Fintech : Albert se fie aux données pour faire des recommandations

Les applications Fintech sont tout autant de moyen pour l’utilisateur d’économiser de l’argent. Alors que Neomy l’alerte du meilleur moment pour effectuer un transfert à l’étranger au meilleur taux, Truebill traque les souscriptions à des services inutilisés et facilite les désabonnements. Les particuliers apprécient en effet la possibilité de mieux gérer leurs finances. C’est justement l’objectif d’Albert. Cet assistant virtuel fait des recommandations à ses utilisateurs pour optimiser la gestion de leur argent, en partenariat avec des institutions financières.

Le concept est simple. L’équipe fondatrice part du principe que les meilleurs conseils financiers devraient être suffisamment simples et directs pour être compris par tous et tenir sur un post-it. Alors les propositions d’Albert paraissent presque évidentes et correspondent à du bon sens. C’est parce que la jeune pousse se concentre sur des conseils faciles à suivre. Par exemple, Albert suggérera à l’utilisateur de prendre une carte de fidélité s’il voyage souvent, ou de contracter une assurance… Il l’aidera à trouver le bon régime de retraite, obtenir un prêt ou encore à abaisser les frais de carte de crédit. Et identifie même le montant à épargner tous les mois.

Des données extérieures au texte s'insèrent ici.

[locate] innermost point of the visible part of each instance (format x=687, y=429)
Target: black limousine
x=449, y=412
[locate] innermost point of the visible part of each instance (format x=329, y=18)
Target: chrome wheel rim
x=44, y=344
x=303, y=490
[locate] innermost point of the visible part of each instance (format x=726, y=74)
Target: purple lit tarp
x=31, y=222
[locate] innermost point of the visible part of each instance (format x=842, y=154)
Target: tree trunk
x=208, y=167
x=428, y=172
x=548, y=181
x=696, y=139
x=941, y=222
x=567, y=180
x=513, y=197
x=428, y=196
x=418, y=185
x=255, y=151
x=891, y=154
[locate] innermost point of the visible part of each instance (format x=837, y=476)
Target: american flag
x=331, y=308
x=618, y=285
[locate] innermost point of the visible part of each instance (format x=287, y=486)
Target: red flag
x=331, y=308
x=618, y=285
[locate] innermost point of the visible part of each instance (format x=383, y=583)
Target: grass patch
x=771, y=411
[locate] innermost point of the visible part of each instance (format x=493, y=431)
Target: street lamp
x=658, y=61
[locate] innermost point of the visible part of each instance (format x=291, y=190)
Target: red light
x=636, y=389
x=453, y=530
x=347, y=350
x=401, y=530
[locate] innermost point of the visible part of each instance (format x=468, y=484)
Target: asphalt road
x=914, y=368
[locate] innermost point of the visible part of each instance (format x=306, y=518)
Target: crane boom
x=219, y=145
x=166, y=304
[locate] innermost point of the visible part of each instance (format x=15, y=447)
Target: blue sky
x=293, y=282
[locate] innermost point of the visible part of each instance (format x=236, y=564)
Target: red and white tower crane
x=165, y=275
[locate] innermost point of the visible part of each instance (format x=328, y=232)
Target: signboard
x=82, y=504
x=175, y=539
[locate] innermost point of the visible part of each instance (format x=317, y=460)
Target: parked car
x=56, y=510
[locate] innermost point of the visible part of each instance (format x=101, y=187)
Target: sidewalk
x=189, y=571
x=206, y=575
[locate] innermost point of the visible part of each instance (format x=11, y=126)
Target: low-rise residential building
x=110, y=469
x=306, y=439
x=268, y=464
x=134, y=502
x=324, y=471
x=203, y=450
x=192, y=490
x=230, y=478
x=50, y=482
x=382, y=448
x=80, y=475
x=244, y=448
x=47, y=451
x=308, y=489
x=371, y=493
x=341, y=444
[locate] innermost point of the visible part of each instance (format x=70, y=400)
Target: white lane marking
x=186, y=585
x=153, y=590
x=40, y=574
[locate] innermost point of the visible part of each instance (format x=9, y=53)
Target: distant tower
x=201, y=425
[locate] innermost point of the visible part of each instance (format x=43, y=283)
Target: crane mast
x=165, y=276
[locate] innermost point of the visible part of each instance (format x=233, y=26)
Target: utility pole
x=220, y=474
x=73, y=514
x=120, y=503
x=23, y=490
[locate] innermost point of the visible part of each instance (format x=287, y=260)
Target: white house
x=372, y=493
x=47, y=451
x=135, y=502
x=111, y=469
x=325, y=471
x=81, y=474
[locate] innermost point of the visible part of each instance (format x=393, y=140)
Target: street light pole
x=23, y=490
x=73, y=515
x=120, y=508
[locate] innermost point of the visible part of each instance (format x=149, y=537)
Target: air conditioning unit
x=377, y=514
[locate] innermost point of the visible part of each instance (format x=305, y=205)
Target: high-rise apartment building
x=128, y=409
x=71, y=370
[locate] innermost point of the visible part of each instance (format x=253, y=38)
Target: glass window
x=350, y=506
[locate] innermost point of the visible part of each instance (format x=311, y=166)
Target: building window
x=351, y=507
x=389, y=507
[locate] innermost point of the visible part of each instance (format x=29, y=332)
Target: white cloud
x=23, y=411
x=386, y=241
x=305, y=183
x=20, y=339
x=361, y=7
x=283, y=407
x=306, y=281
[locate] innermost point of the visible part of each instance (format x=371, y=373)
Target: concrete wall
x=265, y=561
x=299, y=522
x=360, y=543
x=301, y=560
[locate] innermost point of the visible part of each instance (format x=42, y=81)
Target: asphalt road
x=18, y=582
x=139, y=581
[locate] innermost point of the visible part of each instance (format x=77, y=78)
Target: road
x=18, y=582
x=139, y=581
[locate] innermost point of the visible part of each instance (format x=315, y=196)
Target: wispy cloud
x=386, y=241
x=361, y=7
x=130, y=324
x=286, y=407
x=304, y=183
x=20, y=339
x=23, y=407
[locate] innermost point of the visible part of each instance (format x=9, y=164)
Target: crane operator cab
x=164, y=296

Pour cela, la start-up jette un oeil aux comptes bancaires de son client sans jamais rien enregistrer et en étant très à cheval sur la sécurité. Elle peut se connecter à 2500 institutions financières aux Etats-Unis. Ses partenaires parmi les banques et assurances proposent leurs services sur l’application de sorte que l’utilisateur peut, sur recommandation, y souscrire en quelques clics.

C’est ainsi qu’Albert gagne de l’argent sans faire payer ses clients. La jeune pousse précise toutefois qu’elle ne se fie qu’aux données pour aider à prendre les bonnes décisions et “n’encouragera jamais à prendre des mesures inutiles”. Dans le cas contraire, Albert perdrait sa raison d’être.